The opening song: A love song that only Mount Eskel would create.
"However...": Oh! To float above the ground only to come slamming back down again! I so feel Miri here. Never in my life has a prince seemed to like me and then leave early without declaring his feelings, but I feel like I know exactly what she feels. Isn't it amazing how universal feelings are? That we don't have to go through the exact same thing to understand each other? Like quarry-speech, similar memories nudge our own till the message is almost just the same. Not exact, but humanly close. I love books for how they help us empathize with others experiencing things we never will.
"she felt as though she sat in the puddle" pg 226: Sitting in a puddle is never a pleasant place to be. But I trust that Miri will be able to stand back up.
"She was used to having the idea of Peder nestled constantly inside all she did," pg 228: This is how I felt when I was falling in love with Dean. The feeling has changed slightly with the years and the confirmation of his own love. Being mutally, welcomingly in love means the other is a constant companion even in their absence.

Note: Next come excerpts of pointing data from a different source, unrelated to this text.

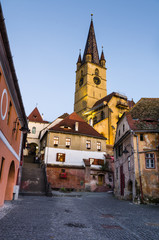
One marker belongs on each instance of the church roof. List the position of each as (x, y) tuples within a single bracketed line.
[(68, 126), (36, 117), (91, 46)]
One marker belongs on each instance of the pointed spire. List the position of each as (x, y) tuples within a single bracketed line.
[(102, 55), (91, 45)]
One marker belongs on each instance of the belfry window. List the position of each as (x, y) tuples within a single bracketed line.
[(102, 115)]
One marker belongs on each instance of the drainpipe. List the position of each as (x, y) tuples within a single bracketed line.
[(138, 157), (134, 189)]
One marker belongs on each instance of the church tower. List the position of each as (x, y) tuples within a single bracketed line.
[(90, 76)]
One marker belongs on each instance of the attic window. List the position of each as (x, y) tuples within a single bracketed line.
[(65, 127)]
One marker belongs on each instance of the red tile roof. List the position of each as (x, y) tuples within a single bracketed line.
[(68, 126), (144, 115), (36, 117)]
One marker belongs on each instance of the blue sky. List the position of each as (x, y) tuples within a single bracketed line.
[(45, 37)]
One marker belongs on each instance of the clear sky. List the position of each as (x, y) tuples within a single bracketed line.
[(45, 37)]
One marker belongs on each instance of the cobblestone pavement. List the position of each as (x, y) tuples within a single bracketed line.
[(95, 216)]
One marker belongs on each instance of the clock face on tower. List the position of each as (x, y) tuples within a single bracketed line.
[(97, 80), (81, 82)]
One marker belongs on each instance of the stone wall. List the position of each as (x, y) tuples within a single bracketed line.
[(75, 178)]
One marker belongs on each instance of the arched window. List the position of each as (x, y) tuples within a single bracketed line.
[(102, 115), (33, 130), (96, 72)]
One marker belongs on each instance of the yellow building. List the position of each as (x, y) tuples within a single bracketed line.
[(137, 152), (92, 103), (90, 76)]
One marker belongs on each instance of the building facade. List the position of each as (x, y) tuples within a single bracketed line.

"Esa was telling her to run." pg 230: Wait, what? Danger is afoot, you say? I wasn't expecting that! (or were you? Do tell!)
Libby asks, "With editing, are there times when editors tell you to change things that you'd rather not change (stuff that's important to the plot, etc.)?" I've never had any negative experiences with this. I trust my editor and try to listen closely to her feedback. There are definitely times when she points out something isn't working and suggests a solution that doesn't work for me. But so far I've always found a different solution that solves the problem in a way that works for both of us.

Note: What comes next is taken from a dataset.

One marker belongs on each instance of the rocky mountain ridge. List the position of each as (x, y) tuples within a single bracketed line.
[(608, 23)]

Kris says, "Just letting you know that my preteen daughter and I read PA together last year (along w/The Witch of Blackbird Pond-- don't you love that book?!), and I know that the experience will always be one of those special memories." I do love that book! Thank you. Reading books together creates such a unique and profound bond with people, doesn't it? It's much more intense than watching a movie together. It's closer to actually experiencing the action of the story. Going on an adventure together. So lovely.












I reread Princess Academy earlier this summer, not knowing that you were going to do this wonderful series, and every once in a while I felt overcome by how lovely your writing is. I love Miri, and the conflict with her family especially. My question is this: when you first write a main character, how do you make sure that she or he is not too much like you? I know I have a hard time drafting because I tend to get nervous that my MC is too similar to me.

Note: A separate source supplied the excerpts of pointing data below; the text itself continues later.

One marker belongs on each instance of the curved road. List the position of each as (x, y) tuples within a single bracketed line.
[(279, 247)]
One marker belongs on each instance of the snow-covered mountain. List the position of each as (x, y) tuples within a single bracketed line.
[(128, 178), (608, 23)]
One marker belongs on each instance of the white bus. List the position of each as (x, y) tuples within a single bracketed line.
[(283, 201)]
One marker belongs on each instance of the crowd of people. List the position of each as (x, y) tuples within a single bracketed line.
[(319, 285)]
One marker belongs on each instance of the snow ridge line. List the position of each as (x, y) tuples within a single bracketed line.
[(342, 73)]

Posted by: Tori | July 26, 2012 at 08:22 AM
If they were to make Princess Academy into a movie who would be your personal first pick to play her? :)
Posted by: Maddie | July 26, 2012 at 09:00 AM
Shannon, knowing the novel is far from finished, I'm curious to know when/how you recognize/define that point when you call a first draft complete?
Posted by: Susan | July 26, 2012 at 10:18 AM
The first time I read this book, I reached this point and I was very intrigued. The seemingly main part of the book was over but there were still so many pages left...what would happen next, I wondered. I want to thank you for throwing me for a loop in the pages after because I was expecting something more but it turned out to be nothing that I expected. It created a very intense and exciting book to the end. Also, I love the contrast between the girls having the thought that they will have to spend another winter studying and the reality that their dull winter becomes quite thrilling and also life-changing.
Posted by: Bekah | July 26, 2012 at 11:35 AM
I was definitely not expecting this twist the first time I read it. This is the part where I absolutely could not put the book down until I had reached the end. And there aren't too many books/authors that can keep me up at night reading!
Posted by: Heather | July 26, 2012 at 12:27 PM
I have 2 questions: 1. In Forest Born, on page 135, Enna wants to tell a joke about Tirans, but Isi won't let her. I was wondering if you had a specific joke in mind for her to say or not. I know you don't like to add anything other than what is in the book already, but I wonder every time I read that part, and I figure I may as well ask. 2. How do you put imagery in your books? When I write, I have a hard time with it because the descriptions seem too lengthy or don't fit in the story anywhere, and when I go back and reread it, it doesn't describe the image of the person or object I have in my head. So I was wondering if you had any tips on how to describe things better. Thanks! I am really enjoying this summer book club!
Posted by: Emily | July 26, 2012 at 04:02 PM
Of the characters, the world, and the plot, which is easier for you to develop and write? How do you work on the other two?
I am so excited for Palace of Stone! Your other books have enchanted and inspired me so much, and I can't wait for more!